The house was built by Judge Isaac Bronson in 1854. Bronson, a native of Jefferson County, New York, had been a member of the 25th United States Congress. In 1840, he was commissioned a United States judge for the Eastern District of Florida and move to St. Augustine. Upon Florida becoming a state in 1845, he was appointed one of the four circuit judges.
Judge Bronson prepared and sponsored the city charter of Palatka in the Florida Legislature, petitioned that the town be the county seat, and donated land on which the courthouse stands. He and his wife, Sophronia, and their two daughters, Gertrude and Emma, were members of St. Mark's Episcopal Church of which the judge was one of the first vestrymen.
After her husband's death in 1855, Mrs. Bronson remained in Palatka until the outbreak of the Civil War when she returned to New York. Throughout the war the house stood empty but was occupied in turn by Confederate and Union troops.
In 1866, Charlotte J. Henry of New York, a friend of Mrs. Bronson, opened a school for freed slave children in the house. It was supported by the New York branch of the Freedmen's Union Commission.
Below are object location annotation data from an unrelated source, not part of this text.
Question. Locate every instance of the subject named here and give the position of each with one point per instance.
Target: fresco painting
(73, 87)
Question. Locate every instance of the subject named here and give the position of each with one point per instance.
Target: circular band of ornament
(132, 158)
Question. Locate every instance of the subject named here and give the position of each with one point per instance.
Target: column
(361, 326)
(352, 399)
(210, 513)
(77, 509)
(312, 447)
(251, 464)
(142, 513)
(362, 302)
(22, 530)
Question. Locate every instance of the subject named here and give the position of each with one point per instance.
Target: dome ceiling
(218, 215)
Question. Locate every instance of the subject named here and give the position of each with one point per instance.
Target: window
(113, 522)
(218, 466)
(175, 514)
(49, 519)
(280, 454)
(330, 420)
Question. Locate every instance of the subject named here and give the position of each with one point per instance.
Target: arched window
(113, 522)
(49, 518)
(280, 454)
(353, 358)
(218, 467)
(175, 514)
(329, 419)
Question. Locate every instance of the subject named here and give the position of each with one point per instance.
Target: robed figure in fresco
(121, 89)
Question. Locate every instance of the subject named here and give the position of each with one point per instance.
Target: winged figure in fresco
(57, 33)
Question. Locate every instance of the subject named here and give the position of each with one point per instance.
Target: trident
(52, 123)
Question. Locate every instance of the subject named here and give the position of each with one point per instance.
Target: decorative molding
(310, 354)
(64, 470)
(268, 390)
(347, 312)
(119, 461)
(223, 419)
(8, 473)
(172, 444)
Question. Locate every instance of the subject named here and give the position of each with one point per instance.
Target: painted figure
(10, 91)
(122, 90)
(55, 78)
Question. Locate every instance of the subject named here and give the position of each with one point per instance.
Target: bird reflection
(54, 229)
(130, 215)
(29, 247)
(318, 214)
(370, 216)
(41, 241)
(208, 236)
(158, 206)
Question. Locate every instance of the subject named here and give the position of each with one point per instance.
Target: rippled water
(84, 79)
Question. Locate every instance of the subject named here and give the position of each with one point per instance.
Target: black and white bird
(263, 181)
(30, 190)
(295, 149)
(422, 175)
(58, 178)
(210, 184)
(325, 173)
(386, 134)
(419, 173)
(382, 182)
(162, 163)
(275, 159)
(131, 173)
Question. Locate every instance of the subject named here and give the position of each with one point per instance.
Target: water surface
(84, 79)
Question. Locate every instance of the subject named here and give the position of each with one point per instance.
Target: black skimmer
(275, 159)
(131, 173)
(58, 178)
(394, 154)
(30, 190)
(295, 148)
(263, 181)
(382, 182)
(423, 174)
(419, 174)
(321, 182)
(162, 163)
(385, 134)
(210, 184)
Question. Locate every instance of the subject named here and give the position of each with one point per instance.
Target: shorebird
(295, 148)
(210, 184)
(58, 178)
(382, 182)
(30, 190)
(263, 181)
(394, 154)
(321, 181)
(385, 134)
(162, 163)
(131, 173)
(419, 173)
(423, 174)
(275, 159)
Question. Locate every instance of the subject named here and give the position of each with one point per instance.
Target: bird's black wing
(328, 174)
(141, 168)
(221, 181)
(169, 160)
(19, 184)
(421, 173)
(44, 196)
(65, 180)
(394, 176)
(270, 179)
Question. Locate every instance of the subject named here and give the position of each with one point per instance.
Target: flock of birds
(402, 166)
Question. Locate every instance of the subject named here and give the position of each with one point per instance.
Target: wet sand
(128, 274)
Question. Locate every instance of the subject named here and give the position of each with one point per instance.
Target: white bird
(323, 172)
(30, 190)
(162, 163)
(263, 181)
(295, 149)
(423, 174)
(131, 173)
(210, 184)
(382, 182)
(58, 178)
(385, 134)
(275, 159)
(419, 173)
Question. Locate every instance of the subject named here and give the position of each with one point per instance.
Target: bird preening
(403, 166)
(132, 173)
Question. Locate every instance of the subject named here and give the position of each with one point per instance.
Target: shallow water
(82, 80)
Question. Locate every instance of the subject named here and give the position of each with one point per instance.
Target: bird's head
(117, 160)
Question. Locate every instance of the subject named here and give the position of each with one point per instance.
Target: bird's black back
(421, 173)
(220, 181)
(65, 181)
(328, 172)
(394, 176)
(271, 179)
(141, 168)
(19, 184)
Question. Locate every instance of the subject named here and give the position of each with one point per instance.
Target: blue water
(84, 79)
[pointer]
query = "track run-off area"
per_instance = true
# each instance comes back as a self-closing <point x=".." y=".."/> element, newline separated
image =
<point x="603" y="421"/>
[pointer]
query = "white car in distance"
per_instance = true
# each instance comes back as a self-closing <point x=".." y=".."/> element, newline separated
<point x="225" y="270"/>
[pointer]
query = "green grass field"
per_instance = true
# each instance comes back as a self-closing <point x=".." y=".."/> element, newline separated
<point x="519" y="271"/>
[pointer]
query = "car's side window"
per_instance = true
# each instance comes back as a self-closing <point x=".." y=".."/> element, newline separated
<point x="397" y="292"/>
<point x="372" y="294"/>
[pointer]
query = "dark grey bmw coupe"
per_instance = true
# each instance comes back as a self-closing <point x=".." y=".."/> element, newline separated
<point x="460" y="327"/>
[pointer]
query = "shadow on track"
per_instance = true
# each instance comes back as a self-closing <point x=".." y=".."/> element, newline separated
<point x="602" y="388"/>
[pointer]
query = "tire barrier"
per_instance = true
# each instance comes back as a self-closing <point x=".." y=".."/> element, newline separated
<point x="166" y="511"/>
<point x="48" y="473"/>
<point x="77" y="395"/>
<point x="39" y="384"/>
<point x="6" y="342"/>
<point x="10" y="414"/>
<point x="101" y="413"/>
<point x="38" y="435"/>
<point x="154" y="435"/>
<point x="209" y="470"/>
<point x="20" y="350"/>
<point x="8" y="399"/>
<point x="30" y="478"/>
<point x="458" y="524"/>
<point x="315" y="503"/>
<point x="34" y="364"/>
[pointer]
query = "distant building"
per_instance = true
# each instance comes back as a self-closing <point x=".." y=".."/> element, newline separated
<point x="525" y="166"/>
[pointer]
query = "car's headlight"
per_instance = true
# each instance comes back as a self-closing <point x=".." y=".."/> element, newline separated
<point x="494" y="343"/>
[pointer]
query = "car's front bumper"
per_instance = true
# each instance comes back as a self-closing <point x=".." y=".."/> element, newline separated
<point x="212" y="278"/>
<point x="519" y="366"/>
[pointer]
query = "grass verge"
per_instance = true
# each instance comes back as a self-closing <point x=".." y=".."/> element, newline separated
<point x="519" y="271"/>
Around 1875 Miss Henry, who had purchased Sunny Point in 1867, married Nathaniel P. White and it is believed that between then and Mr. White's death in 1895 extensive alterations were made to the house. Mary Mulholland, a nurse, remained with Mrs. White after her husband's death. In 1904, a few days before her own death Mrs. White conveyed Sunny Point to Miss Mulholland.